Hitzewelle in den USA und Südeuropa, Flutkatastrophe in Deutschland – dieser Sommer hat es wieder gezeigt: Die Auswirkungen des Klimawandels sind vielfältig, schwer kalkulierbar und bedrohen Natur und Mensch. Denn nicht alle Länder sind so gut geschützt wie die des „Westens“, und selbst diese hat es heuer hart getroffen. Um die weitere Eskalation zu bremsen, ist es notwendig, dass die Menschheit so schnell wie möglich klimaneutral und wirklich nachhaltig wird – also nicht mehr ein Vielfaches der jährlich nachwachsenden Ressourcen verbraucht und die Atmosphäre mit Treibhausgasen vollpumpt. Auf diesem Weg kann man unterschiedliche Pfade wählen, wobei immer die Prioritäten-Reihenfolge gilt: Vermeiden – Reduzieren – Kompensieren. Beim Vermeiden und Reduzieren spielen Sparen und Verzicht, Effizienz und Technologie eine Rolle, Kompensation kann durch Reduktion von Emissionen andernorts erfolgen, langfristig aber nur durch Bindung schon emittierter Treibhausgase. Gelingen wird die Aufgabe nur, wenn man sich auf allen drei Feldern bemüht: Allein auf Technologie zu setzen, ohne das persönliche Verhalten zu ändern, oder sich durch Kompensation von allen Anstrengungen freizukaufen, reicht nicht. Nachhaltigkeit bedeutet aber noch mehr; die Vereinten Nationen (UN) definieren dafür „17 Ziele“ (SDGs), zu denen auch Schlagworte wie Gerechtigkeit und Bildung, Gesundheit und Frieden gehören. Für den persönlichen Weg zur Klimaneutralität, zum verantworteten Leben in der Weltgemeinschaft, gibt die Serie „Mach’s einfach“ Tipps. Der DAV will bis 2030 klimaneutral werden; eine vereinsübergreifende Projektgruppe arbeitet am Konzept (siehe Box). Einige Menschen im Verein haben sich schon auf den Weg gemacht; ihre Ansätze können uns inspirieren. Denn sie zeigen, wie umfassend die Aufgabe ist, wie vielfältig aber auch die Möglichkeiten, die zum wichtigen Ziel führen.
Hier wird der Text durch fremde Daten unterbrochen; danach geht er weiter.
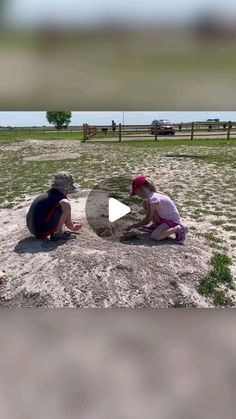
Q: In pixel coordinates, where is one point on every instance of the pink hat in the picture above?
(138, 181)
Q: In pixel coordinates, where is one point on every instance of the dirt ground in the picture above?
(89, 271)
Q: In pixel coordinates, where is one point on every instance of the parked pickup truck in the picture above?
(164, 127)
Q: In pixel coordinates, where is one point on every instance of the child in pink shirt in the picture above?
(161, 211)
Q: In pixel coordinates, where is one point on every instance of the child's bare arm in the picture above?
(148, 217)
(66, 217)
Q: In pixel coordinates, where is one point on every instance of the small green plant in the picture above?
(221, 300)
(182, 304)
(220, 275)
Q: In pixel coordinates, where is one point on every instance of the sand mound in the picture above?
(89, 271)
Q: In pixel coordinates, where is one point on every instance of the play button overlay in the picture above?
(110, 209)
(117, 210)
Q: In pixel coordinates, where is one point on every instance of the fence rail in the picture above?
(193, 130)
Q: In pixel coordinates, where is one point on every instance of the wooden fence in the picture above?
(188, 131)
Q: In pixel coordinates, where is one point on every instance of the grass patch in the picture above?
(212, 238)
(182, 304)
(219, 276)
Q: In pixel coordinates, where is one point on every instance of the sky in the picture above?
(31, 12)
(29, 119)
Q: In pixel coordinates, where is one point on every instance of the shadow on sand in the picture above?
(144, 239)
(33, 245)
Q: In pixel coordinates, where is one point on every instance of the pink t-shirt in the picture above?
(166, 207)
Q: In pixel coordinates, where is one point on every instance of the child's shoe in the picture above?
(65, 235)
(181, 233)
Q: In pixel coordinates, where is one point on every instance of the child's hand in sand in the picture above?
(77, 226)
(127, 229)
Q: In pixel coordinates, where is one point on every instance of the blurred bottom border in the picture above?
(117, 364)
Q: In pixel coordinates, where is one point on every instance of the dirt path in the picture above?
(89, 271)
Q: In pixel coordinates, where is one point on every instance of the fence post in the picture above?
(192, 131)
(228, 130)
(119, 132)
(155, 132)
(84, 132)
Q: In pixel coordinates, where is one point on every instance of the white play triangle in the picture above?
(117, 210)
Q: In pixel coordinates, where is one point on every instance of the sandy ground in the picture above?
(89, 271)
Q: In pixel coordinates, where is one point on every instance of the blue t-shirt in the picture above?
(44, 212)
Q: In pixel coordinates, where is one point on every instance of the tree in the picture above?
(59, 119)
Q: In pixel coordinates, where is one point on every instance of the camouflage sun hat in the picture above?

Hauptversammlung 2021: Ein Weg ist das Ziel
Die Delegierten der Hauptversammlung haben sich mit 87 Prozent der abgegebenen Stimmen dafür entschieden, dass der DAV bis 2030 Klimaneutralität erreicht. Dieses Ziel gilt für den Bundesverband sowie für die Sektionen. Dabei wird das Prinzip „Vermeiden vor Reduzieren vor Kompensieren“ verfolgt. Das konkrete Konzept zur Umsetzung dieser weitreichenden Entscheidung hat eine Projektgruppe aus 53 Ehren- und Hauptamtlichen innerhalb von zwei Jahren erarbeitet. Es stand ebenfalls zur Abstimmung und wurde mit 86 Prozent der Stimmen verabschiedet.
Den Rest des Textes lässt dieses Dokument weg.